INDEX workplace

From the Editor
The PRP Survival Guide is a repository of experiences and insights shared by PRP patients and their caregivers. Collectively, the PRP community possesses a wealth of practical knowledge about pityriasis rubra pilaris. We need to harvest that knowledge for those in need of enlightenment.

Share what you have learned about PRP as a patient or caregiver. Share what you have been told by your dermatologist? Share articles  you feel might be worth reading or websites worth visiting. Please use “Leave a Reply” at the bottom of this webpage to answer the following question:

What are the issues you faced in the workplace?

INDEX workplace

4 Replies to “INDEX workplace”

  1. In the Workplace

    An informative article about psoriasis in the workplace has been posted on the National Psoriasis Foundation’s website.

    We just change the word “psoriasis” to “pityriasis rubra pilaris” or “PRP.

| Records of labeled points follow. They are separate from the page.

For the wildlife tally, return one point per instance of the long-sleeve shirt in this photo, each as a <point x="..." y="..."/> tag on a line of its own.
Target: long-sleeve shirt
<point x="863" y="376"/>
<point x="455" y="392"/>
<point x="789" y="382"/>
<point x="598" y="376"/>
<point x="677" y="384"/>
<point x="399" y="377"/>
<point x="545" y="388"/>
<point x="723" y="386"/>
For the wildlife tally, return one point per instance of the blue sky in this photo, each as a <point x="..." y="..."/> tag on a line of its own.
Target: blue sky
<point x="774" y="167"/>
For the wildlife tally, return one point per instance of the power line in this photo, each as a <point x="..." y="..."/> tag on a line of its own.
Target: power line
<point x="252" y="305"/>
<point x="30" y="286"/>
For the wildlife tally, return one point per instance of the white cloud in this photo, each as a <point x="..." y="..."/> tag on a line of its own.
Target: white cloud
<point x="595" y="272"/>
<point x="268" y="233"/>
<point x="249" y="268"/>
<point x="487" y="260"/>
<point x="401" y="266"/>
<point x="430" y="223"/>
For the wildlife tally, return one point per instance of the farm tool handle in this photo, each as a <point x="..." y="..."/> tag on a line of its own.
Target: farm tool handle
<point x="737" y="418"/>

    1. Communication is key: whether it is letting co-workers and managers know about pityriasis rubra pilaris, or preparing the work environment to ease a person’s disability.

    2. Like friend and family relationships, work relationships require a certain amount of communication and honesty.

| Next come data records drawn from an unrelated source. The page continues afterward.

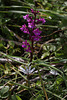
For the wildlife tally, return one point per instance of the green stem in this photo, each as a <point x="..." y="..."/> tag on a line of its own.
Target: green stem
<point x="44" y="91"/>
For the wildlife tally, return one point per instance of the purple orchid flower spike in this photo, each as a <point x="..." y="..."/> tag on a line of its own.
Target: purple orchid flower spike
<point x="33" y="32"/>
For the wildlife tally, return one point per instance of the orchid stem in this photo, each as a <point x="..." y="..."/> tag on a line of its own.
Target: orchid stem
<point x="44" y="91"/>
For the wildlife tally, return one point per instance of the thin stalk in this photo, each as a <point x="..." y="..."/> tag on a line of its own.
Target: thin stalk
<point x="44" y="91"/>
<point x="31" y="54"/>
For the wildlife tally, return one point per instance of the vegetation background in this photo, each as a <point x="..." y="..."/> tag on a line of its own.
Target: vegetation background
<point x="50" y="54"/>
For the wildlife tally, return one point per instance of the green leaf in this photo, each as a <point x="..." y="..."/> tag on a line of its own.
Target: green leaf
<point x="18" y="98"/>
<point x="39" y="97"/>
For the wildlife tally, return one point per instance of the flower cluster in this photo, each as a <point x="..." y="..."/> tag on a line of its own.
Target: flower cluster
<point x="34" y="33"/>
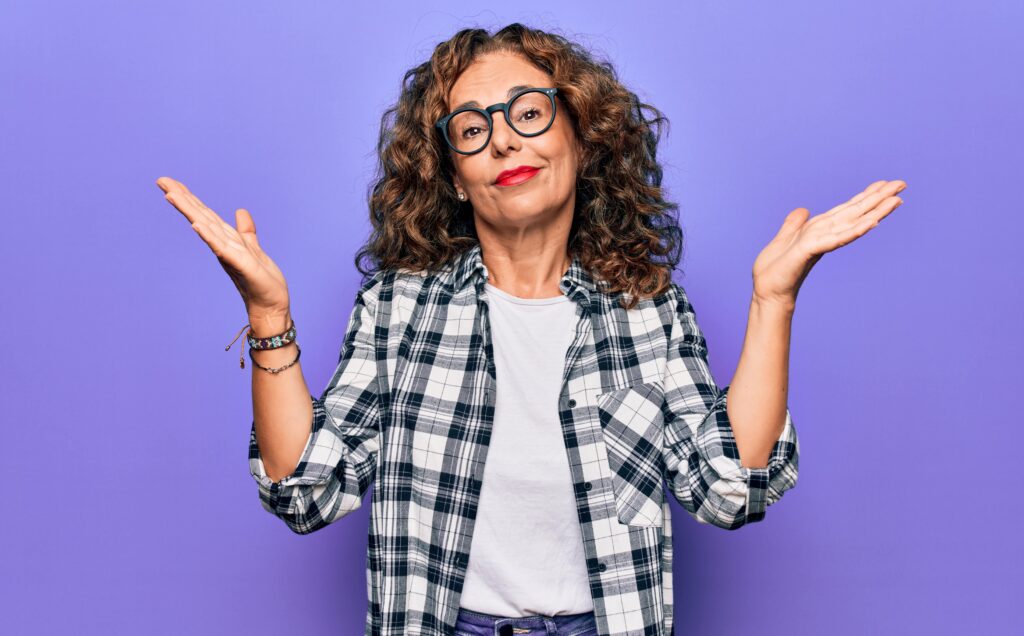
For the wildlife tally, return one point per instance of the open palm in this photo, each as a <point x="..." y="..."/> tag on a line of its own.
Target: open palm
<point x="257" y="278"/>
<point x="780" y="268"/>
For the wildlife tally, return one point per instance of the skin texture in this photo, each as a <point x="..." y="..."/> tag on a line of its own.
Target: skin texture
<point x="523" y="229"/>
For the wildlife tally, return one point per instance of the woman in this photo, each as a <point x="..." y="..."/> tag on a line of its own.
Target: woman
<point x="520" y="376"/>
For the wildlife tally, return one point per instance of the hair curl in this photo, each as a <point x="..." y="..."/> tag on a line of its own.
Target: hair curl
<point x="624" y="230"/>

    3. Co-workers may be curious about and employers may wonder how the skin disorder might affect a person’s work.

    4. It is important for people with PRP to understand their disease, their employment rights and their resources in the workplace. If you are experiencing discrimination in the workplace, seek help.

    Tips for workplace communication

    Plan ahead
    Plan carefully how and when to discuss your PRP with co-workers or supervisors. Education about PRP and its symptoms can help change their perceptions and expectations of people with PRP.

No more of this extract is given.